Not even a mocking one.
It was the kind of smile someone wore when they knew the rules better than you—and were about to use them like a blade.
“House Crane, was it?” he said aloud, voice echoing faintly across the terrace.
The attendant paused mid-step, blade still drawn but faltering ever so slightly.
The boy’s gaze swept the watching crowd now—making sure they were listening. Oh, and they were.
“Interesting house,” he went on. “One of reputation. Of power. Of pride.”
He pointed lazily to the noble heir still groaning on the ground, clutching at the aftershocks of his own mana collapse.
“And yet its heir lacks the most basic human respect. Threatening two innocents in public, in broad daylight, no less. All because he felt a little wind in his circuits and mistook it for thunder.”
Gasps rippled, scattered like dry leaves on a wind.

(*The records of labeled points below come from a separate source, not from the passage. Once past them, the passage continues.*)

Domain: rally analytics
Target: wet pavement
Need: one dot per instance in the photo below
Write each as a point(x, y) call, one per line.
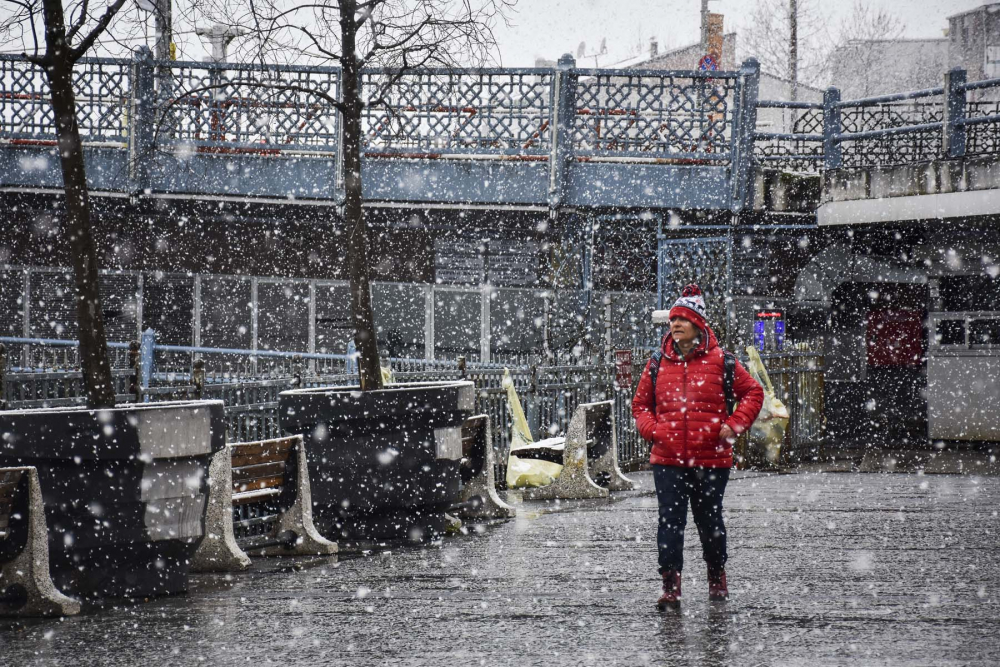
point(825, 569)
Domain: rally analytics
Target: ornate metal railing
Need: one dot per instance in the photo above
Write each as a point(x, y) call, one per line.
point(800, 150)
point(432, 112)
point(868, 142)
point(247, 107)
point(557, 115)
point(103, 88)
point(655, 114)
point(503, 113)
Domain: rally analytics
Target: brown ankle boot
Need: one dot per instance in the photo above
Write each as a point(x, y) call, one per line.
point(718, 591)
point(671, 596)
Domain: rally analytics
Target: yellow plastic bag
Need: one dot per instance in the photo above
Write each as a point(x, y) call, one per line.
point(767, 433)
point(523, 472)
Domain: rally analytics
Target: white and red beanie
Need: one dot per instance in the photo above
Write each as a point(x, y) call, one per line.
point(691, 306)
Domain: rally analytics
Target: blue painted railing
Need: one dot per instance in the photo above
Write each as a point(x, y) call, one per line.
point(501, 135)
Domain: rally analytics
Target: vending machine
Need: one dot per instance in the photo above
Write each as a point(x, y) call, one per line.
point(769, 331)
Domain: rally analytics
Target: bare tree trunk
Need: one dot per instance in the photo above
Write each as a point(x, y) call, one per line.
point(94, 360)
point(354, 215)
point(793, 47)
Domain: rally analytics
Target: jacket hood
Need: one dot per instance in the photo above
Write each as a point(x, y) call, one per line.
point(708, 341)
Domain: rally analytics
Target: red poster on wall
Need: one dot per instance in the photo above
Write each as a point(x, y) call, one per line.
point(623, 369)
point(895, 338)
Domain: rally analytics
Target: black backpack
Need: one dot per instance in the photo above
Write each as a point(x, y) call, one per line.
point(728, 377)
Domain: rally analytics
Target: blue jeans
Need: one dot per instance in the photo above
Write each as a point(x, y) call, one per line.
point(705, 488)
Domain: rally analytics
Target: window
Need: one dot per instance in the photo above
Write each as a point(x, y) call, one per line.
point(984, 332)
point(950, 332)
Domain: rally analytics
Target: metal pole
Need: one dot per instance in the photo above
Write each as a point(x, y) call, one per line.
point(704, 27)
point(831, 128)
point(163, 25)
point(793, 47)
point(953, 133)
point(429, 322)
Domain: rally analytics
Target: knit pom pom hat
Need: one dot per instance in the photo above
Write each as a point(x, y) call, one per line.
point(691, 306)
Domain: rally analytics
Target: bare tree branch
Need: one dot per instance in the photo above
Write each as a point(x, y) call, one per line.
point(96, 31)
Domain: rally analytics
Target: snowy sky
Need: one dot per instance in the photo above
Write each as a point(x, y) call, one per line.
point(549, 28)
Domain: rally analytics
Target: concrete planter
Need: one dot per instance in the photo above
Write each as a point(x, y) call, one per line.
point(382, 464)
point(124, 490)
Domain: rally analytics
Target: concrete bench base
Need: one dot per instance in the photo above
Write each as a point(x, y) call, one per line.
point(218, 551)
point(479, 499)
point(293, 534)
point(26, 578)
point(592, 428)
point(298, 520)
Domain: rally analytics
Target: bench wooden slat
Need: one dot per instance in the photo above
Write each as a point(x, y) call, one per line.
point(248, 474)
point(255, 495)
point(260, 483)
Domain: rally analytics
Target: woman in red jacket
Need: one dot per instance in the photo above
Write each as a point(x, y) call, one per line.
point(692, 435)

“Worse,” the black-eyed boy added, now pacing slowly atop the vendor’s table with the grace of someone who knew he was untouchable in this moment, “he did so during the Festival of the First Flame.”
A stunned hush followed.
Then—
Murmurs.
Someone whispered: “He’s right…”
“The capital’s supposed to be under harmony law during the festival…”
“That’s a direct breach—”
He paused, then leaned slightly forward, his tone softer—almost thoughtful, though each word carried weight like falling stones.
“This plaza lies beneath the protection of the royal decree. Imperial harmony. That’s the rule, isn’t it?”
He turned to the Crane attendants, who were now locked in place, tension flickering in their stances.
“Or… am I mistaken?” he asked, feigning innocence. “Tell me—does House Crane consider itself above the royal family’s laws? Or are you simply ignoring them entirely?”